Thursday, 4 April 2013

Ponden to Elslack, near Skipton

Brenda, the owner of our B&B, had been unwell, so her friend Heather, visiting from Ibiza, looked after us. Heather’s son Chris had an even worse cough than mine, and had kept us awake for much of the night. So we were glad to be on our way.

The first part of the day’s trip was to the head of the Ponden Reservoir, across the stream, and then steeply up the opposite side of the valley. As for much of the day I found Alan and Rosemary getting steadily ahead of me as we climbed. It was a combination of my cough, which threatened to break out if I over-exerted myself, and their better levels of fitness. And perhaps I had allowed myself to put on a little too much weight over recent weeks: I am half a stone heavier than when walking last year.

The snow-covred Pennine Way above Crag Top
The climb ended in a beechwood which circles Crag Bottom before you reach a track up past an old quarry at the beginning of a long steady climb across moorland. For the first few metres the snow had been compressed by some kind of tracked vehicle and it was relatively easy going, but then it became harder. The track was on the right hand side of a long, straight stone wall, and the snow had drifted against it to a depth of three feet or more. Most of the time we had to walk on the rough ground further away from the wall, but occasionally it was necessary to tramp through the snow itself. Most of the time it was sufficiently well packed to support one’s weight, but occasionally one would break through the surface layer up to the thighs. As I was the heaviest, this happened more with me than with Alan or Rosemary.

After Cat Stone Hill. At least it's downhill now.
After a long haul uphill we crossed a damp plateau called, rather appropriately, The Sea, before reaching a simple shelter at the high point of the crossing, Cat Stone Hill, at about 440m of altitude. After a refreshment break it was off down the other side. Initially there were flagstones, but these soon ran out, and we then had a very difficult descent across heather and sometimes quite deep snow before leaving the grouse moor. After a ruined house there was a series of half a dozen or so small wooden huts which presumably have something to do with the local shooting, but any track between them was completely obliterated by the snow. Had we known in advance just how difficult this stretch would be we might well have reconsidered the whole day’s walk.

After leaving the moorland proper there was a cross-country stretch just beneath the boundary wall, and then an opportunity for a further refreshment break
A Pennine waterfall in April 2013
where the track finally turned again towards the North.
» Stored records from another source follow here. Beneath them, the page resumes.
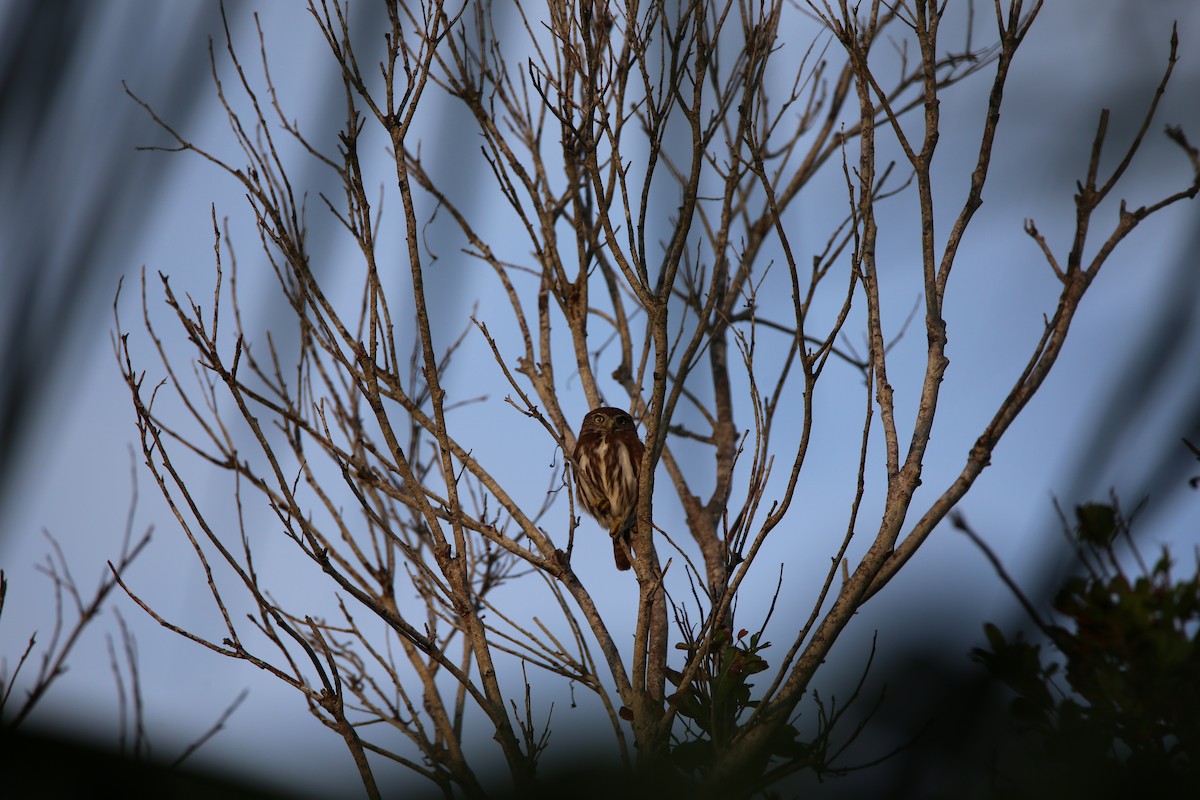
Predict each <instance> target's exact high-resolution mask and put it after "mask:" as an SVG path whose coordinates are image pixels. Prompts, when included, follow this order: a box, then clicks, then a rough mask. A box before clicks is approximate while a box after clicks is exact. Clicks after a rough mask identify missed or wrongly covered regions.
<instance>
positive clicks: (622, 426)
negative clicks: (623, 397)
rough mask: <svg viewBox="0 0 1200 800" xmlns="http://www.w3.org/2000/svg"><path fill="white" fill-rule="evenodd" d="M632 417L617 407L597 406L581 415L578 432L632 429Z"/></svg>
mask: <svg viewBox="0 0 1200 800" xmlns="http://www.w3.org/2000/svg"><path fill="white" fill-rule="evenodd" d="M632 429H634V417H631V416H630V415H629V414H626V413H625V411H622V410H620V409H619V408H608V407H604V408H598V409H593V410H590V411H588V415H587V416H586V417H583V427H582V428H581V429H580V433H581V434H583V433H600V434H606V433H617V432H620V431H632Z"/></svg>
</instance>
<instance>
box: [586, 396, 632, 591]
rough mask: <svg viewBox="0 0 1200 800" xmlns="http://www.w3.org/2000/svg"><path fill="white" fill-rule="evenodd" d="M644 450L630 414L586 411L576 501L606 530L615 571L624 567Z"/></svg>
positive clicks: (605, 409) (608, 411)
mask: <svg viewBox="0 0 1200 800" xmlns="http://www.w3.org/2000/svg"><path fill="white" fill-rule="evenodd" d="M644 450H646V447H644V446H643V445H642V440H641V439H638V438H637V429H636V428H635V426H634V417H631V416H630V415H629V414H625V413H624V411H622V410H620V409H619V408H598V409H594V410H592V411H589V413H588V415H587V416H586V417H583V427H581V428H580V435H578V439H576V441H575V486H576V488H577V489H578V492H577V494H578V499H580V505H581V506H583V510H584V511H587V512H588V513H589V515H592V516H593V517H595V518H596V522H599V523H600V524H601V525H602V527H604V528H607V529H608V535H610V536H612V555H613V559H614V560H616V561H617V569H618V570H628V569H629V554H630V543H629V535H630V533H631V531H632V529H634V525H635V524H636V515H637V485H638V475H640V473H641V469H642V452H643V451H644Z"/></svg>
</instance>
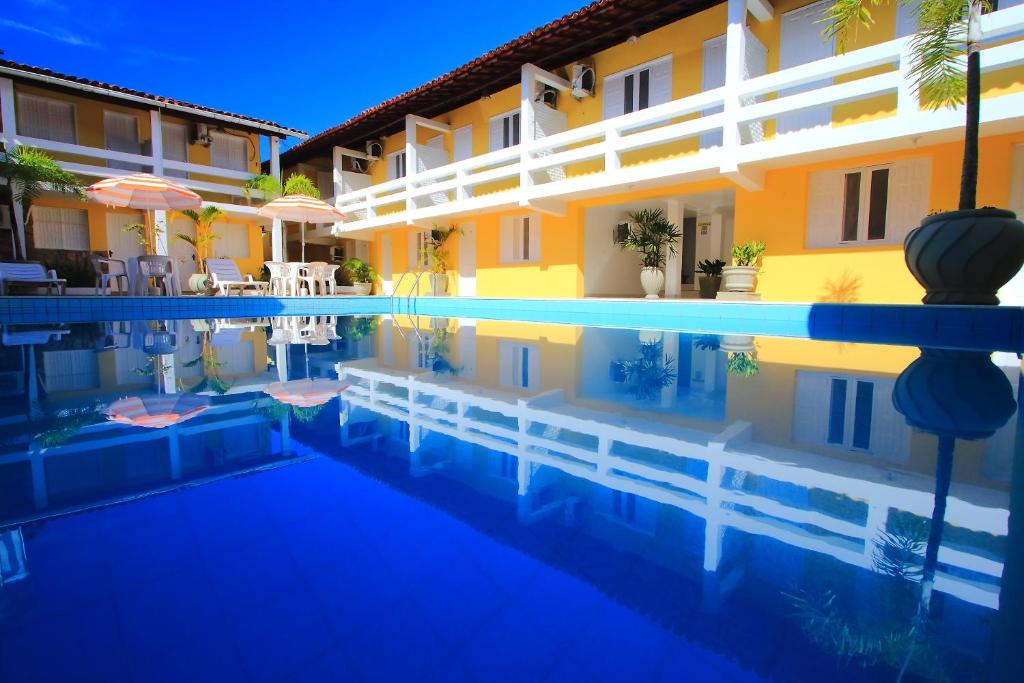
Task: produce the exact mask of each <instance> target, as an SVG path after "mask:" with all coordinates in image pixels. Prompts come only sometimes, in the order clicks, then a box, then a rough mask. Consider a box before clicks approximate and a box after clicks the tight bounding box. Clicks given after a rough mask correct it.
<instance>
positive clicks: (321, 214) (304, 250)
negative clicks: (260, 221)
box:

This was over a bridge and waterfall, which was mainly icicles even if the temperature was now above freezing. Then it was downhill – again snow-covered for much of the way - to the villages of Middleton and Cowling, which lie along the A6068 cross-Pennine road.

The Pennine Way then goes cross-country to Lothersdale, but with snow still very much in evidence we elected to do as much as possible by road. But even this proved challenging: after successfully following a well-ploughed road for a couple of miles we were confronted by drifting which completely blocked our progress. Fortunately the field to one side was free, so we were able to get to our next waypoint without too much difficulty. And the roads thereafter were clear up to the point where we rejoined the Pennine Way for a final cross-country stretch to Lothersdale. We almost lost our way on a steep corner of the field as we climbed down to the next valley, but eventually made out the correct waymarkers and corrected our course.

The final stretch across the moors
By the time we reached Lothersdale any thought of following the Pennine Way cross country for the remainder of our day’s walk was out of the window. Cross country walking had been very challenging all day, and there were roads that involved little more distance and little threat of heavy traffic. So it was up through the upper part of Lothersdale village, along Winter Gap Lane, and then Mitton Lane. I think Mitton Lane is indelibly impressed on all our minds: a steep, steady climb at the end of a long day. After that it was straightforward road walking – on the level or downhill – all the way to our B&B at Elslack.

We were welcomed with tea and cake, and wonderful, large baths for a good soaking. And though the Grange doesn’t do evening meals it was only a ten minute stroll to the local pub – The Tempest – which provided an excellent meal. I think we all felt that it had been quite a tough day, and perhaps rather too long, but the Tempest did at least cheer us up at the end.

Fine early, getting progressively more cloudy, though fine again late. Strong Northeast wind. 0 to 7C.  Lots of snow drifts. 22.77km; 691m ascent, 803m descents. Farmland in Worth valley, then very difficult going across moorland with plenty of snow, particularly on descent from peak at Catstone Hill. Then rolling farmland, with a final stretch of road walking across Thornton Moor down into Elslack.